To Manage Change, Focus on Facts not Emotion
Updated: Nov 17, 2022
Change is inevitable. It’s a part of life that we cannot avoid. Yet, most people find change to be daunting and intimidating. I completely understand this, because humans crave certainty and change can mean losing something we know to be 'safe'.
Recently I moved to Singapore on very short notice. My original thoughts on moving my family (yet again) was dread and then annoyance. But with a trained focus, I was able to shift from that negative and overwhelming state, and so my number one tip for anyone else facing impending change is to separate the facts from your emotions.
When I was consumed and clouded by my emotions, I was operating from a place of fear and a perceived lack of control, and that robbed me of my 'can do' attitude AND importantly the ability to find any of the potential opportunities or positives in the situation. So I stopped, took a breath and started writing down all of the negative emotions I was feeling, being as specific as I could. Once I had everything dumped on a page, and could acknowledge that these were all completely normal feelings, I was then ready to pivot to the facts.
- What were the fixed elements in the situation?
- What do I need to accept?
- What can I control?
- What hardships can I mitigate, offset or minimise?
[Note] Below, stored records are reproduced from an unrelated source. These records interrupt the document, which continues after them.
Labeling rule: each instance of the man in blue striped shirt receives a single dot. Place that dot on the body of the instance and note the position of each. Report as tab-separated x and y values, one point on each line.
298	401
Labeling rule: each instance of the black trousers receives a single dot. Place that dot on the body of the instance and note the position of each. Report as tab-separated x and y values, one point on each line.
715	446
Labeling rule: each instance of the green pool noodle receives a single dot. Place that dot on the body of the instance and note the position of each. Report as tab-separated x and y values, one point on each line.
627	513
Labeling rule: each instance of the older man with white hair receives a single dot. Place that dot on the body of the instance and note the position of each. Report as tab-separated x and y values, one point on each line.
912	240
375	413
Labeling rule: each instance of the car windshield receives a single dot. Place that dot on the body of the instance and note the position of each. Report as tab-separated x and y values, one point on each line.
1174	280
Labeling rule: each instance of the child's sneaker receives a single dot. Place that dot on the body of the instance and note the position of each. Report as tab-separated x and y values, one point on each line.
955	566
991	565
- What advantages are there in all of this?
- What help is available?
By firstly recognising and noting my emotions, I was able to activate the rational part of my brain and more effectively move into problem solving mode. With pen in hand, I then felt the desire to get a little 'to-do list' and early plan in place. As I started looking forward, more and more benefits began to present. Nor surprisingly, I moved from feeling helpless to somewhat capable, and that little bit of optimism fuelled my excitement for the next great adventure in our lives!
Of course, there isn't a 'one size fits all' approach to change, but there are some very good places to start, that will quickly help you become more comfortable with discomfort.
The fact is, there usually is a lot of goodness in change, you just have to shift your approach to reveal it.